Point 5: In discussion authors refers to the LOD score and R2 value. Is the R2 value a percentage measure?

Response 5: According to the Frequently Asked Questions on QTL Cartographer software, R2 is the proportion of variance explained by a QTL at a test site with the estimated parameters.

Point 6: Finally, tables should be more explicative, including leyends for each abbreviation.

Response 6: We added some more legends to Table 2 and Table S1.

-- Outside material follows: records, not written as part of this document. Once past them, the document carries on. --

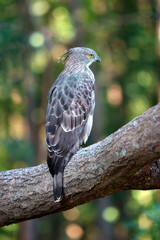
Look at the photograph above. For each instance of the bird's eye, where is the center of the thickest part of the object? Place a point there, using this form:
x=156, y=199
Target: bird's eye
x=90, y=55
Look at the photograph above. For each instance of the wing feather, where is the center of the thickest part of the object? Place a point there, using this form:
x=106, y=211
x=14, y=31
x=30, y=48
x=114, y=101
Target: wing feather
x=69, y=106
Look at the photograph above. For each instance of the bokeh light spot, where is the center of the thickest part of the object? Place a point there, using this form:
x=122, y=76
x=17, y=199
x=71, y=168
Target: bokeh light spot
x=74, y=231
x=36, y=39
x=111, y=214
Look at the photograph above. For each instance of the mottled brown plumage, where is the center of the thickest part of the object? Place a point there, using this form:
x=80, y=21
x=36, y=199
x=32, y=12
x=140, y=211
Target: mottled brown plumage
x=71, y=103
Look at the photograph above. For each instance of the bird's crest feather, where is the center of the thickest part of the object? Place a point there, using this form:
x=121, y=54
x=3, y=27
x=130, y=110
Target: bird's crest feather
x=64, y=57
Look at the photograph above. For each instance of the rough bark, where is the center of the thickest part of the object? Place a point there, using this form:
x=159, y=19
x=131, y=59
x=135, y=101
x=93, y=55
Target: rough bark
x=127, y=159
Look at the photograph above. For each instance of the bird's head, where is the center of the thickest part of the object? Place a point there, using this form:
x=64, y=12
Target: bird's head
x=82, y=55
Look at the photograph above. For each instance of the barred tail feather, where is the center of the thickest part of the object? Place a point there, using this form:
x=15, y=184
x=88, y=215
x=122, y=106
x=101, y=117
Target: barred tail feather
x=56, y=168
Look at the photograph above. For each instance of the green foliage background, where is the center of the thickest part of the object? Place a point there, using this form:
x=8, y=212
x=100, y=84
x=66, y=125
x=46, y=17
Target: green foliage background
x=33, y=34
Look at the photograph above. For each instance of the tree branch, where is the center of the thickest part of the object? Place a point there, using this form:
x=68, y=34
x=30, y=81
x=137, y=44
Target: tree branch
x=127, y=159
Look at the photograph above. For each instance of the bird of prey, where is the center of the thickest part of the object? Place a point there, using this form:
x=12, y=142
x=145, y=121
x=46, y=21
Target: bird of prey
x=71, y=102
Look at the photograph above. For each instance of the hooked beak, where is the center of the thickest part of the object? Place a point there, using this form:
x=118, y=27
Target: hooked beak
x=98, y=59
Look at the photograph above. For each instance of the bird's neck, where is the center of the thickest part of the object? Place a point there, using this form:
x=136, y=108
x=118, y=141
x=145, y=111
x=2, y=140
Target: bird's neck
x=76, y=67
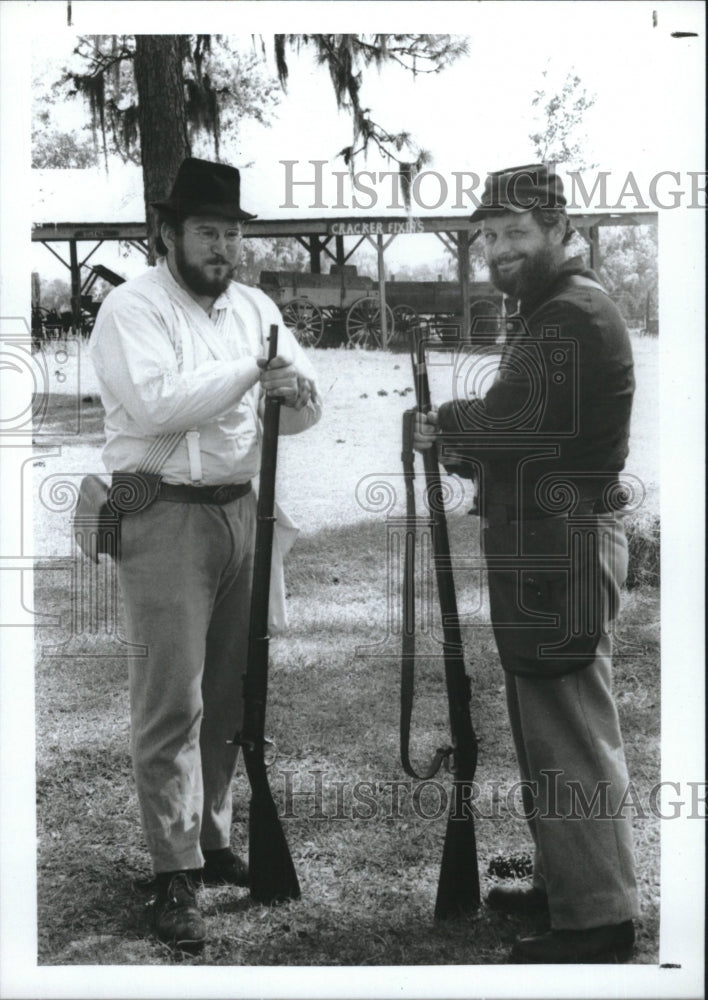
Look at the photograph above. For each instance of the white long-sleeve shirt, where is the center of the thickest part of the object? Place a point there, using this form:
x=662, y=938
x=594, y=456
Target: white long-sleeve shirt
x=165, y=365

Author Response File: Author Response.pdf

Round 2

Reviewer 1 Report

Authors have revised correctly the manuscript

Author Response

Response to Reviewer 1 Comments

Point 1: Authors have revised correctly the manuscript.

Response 1: Thank you so much for your comments. Thnks to your precious comments, we improved our manuscript greatly.

Reviewer 3 Report

Authors have considerably improved the writing of this paper, and all my previous comments have been taken into account. Even though authors use F2:F3 progenies and more advanced populations such as F6:F8 would have been more suitable, the finding of a major QTL supported by the cloning of the gene make the election of F2:F3 population acceptable. Also, phrase 64 contains a mistake: makor should be changed by major.  

Author Response

Response to Reviewer 3 Comments

Point 1: Authors have considerably improved the writing of this paper, and all my previous comments have been taken into account. Even though authors use F2:F3 progenies and more advanced populations such as F6:F8 would have been more suitable, the finding of a major QTL supported by the cloning of the gene make the election of F2:F3 population acceptable. Also, phrase 64 contains a mistake: makor should be changed by major.  

Response 1: Thank you so much for your comments. Thanks to your precious comments, we improved our manuscript greatly. We corected the mistake by changing the word 'makor' to 'major'.